- Look for imperfect items. The Home Depot is chock full of “scratch & dent” items. From appliances, to doors, to tools, to outdoor garden decor. If you seek out these imperfect items in many cases you can successfully get a 10-15% discount. Simply point out the flaws to an associate who works in that particular department and ask if they can help on the price. I always start be asking for a 20% discount and see where the negotiating takes me. As a dude who use to work at the Home Depot, I am here to tell you that we were encouraged by management to slash the price on imperfect items as we knew we would have trouble selling them at full price. The associate may have to seek management approval on more expensive items but it usually only takes a couple minutes. For shoppers, the time spent is well worth the effort.
- Example from loyal reader Richard, “I needed two low flow toilets to help with the water conservation effort going on in California. I found the toilets I wanted at Home Depot on sale at $149 each. The sticker price said they would each be eligible for a $100 rebate from the city. While inspecting one, I noticed the box it was in had been torn near the slot where you place your hand to pick it up. I asked the employee helping me if he could he give me a $50 discount because of the torn box. Much to my surprise, he told me to tell the person when I check out to “REDUCE THE COST BY $50.” I asked if he would he write me a note and he said “not necessary,” just tell them a supervisor is allowing the discount. The check out process went just as he said it would. This meant that after the rebate, the two toilets cost me $50 plus tax. After getting outside I hurried to the car and got out of there before they changed their mind.” Awesome deal and way to go Richard.

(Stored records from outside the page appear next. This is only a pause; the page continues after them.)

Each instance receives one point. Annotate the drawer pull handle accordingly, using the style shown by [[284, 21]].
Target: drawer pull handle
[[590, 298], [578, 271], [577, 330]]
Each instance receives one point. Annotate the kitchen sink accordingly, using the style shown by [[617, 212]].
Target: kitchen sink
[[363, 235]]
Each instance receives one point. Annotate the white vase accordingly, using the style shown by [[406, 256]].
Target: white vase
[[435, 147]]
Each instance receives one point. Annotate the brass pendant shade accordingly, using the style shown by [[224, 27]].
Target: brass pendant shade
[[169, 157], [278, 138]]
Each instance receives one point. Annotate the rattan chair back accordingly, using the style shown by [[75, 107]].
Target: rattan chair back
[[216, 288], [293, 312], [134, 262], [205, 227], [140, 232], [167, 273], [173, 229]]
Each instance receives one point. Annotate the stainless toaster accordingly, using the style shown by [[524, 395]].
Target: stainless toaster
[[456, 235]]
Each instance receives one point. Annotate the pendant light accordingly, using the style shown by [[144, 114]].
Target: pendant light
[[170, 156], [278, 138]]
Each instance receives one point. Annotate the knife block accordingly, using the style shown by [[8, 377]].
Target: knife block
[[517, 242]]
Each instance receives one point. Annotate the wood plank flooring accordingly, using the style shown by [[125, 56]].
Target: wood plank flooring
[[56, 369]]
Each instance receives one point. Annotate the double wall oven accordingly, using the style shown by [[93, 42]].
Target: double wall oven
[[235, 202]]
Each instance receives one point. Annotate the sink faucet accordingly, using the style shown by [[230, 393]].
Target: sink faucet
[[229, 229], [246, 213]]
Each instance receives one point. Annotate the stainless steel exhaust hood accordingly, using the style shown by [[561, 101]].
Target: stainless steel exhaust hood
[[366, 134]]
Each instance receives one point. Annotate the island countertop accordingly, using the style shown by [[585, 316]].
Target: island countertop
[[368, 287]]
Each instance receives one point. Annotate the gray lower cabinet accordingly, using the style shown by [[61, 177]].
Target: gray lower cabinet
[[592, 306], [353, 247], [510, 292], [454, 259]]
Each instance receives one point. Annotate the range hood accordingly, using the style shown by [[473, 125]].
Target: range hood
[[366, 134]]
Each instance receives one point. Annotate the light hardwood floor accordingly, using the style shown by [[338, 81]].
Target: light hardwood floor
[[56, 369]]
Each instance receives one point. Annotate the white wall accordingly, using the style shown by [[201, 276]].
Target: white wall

- Look for items incorrectly stocked. Now this one may be a little unethical but I had several customers pull it on me when I worked in the paint department. I once had a guy approach me and say, “Hey, this paint brush over here says it is only $3.99 and that’s the price I want.” I walk over and sure enough a $25 Purdy paint brush had been incorrectly stocked on the shelf. The dude was adamant that $3.99 was the price he should pay. I got the assistant manger involved and we ended up giving him the expensive brush for the really cheap price. This technique is not for everyone, but if you have the brass nuts to pull it off I wish you the best.
- Try to bundle items. The technique of buying a riding lawn mower along with a weed eater, and asking a sales associate if there is the possibility of a discount if you buy both today, is one that you should definitely add to your Home Depot negotiating repertoire. Chance of saving 10% or maybe $50 has a high probability of success.
- Look for floor models, returns, and overstocks. Tile, doors, appliances, mismatched paint, and power tools are just a few of the items that often get returned or special ordered by a customer and never picked up. Store managers typically want them sold immediately so they don’t take up valuable real estate. Use this knowledge to your advantage and negotiate an even better deal on them. These items will typically be marked with a special tag that tells you they are floor models, returned items, or overstocks. Start the negotiating at 20% off the asking price and be prepared to meet in the middle.
- Become a price match pro. By knowing the price match policy at Home Depot it gives you a very easy way to negotiate the price. If you find a competing store in your area which beats the Home Depot price, you are eligible to get the product for 10% lower than the competitor’s price. It is also worth noting that Home Depot does not currently price match online pricing.
- Look for floor models. Have you ever seen the last of a particular item at Costco? Nothing left but the display floor model, which still works great, comes with the same warranty, but might have a scratch or a couple wear marks on it. Often you’ll find these in the electronics and computers section, as well as the seasonal section, which is typically in the middle of the store towards the front. They want to get rid of these things, and while they might already be marked down, there is still room to negotiate an even better deal. I recently received an email from a faithful reader who was successful negotiating an even lower price on a Blu-ray player at Costco which was the floor model. The Samsung Blu-ray player was already marked down from $89.99 to $74.99 but she asked an associate if they “would take $60 as it had a few scratches on it?” The associate quickly went and asked a floor manager and within a few minutes she was walking out of the store with a really sweet deal. Sometimes all you have to do is ask.
- Always negotiate the price on tires. Tires are usually marked way up and have plenty of wiggle room in terms of price. If you do your homework and find a better price on a set of 4 tires from another retailer, approach a sales person at Costco and politely explain the situation and ask for a possible price adjustment. Remember the old adage that “Discounts vary upon customer attitude” as your attitude will directly impact how much money you can save.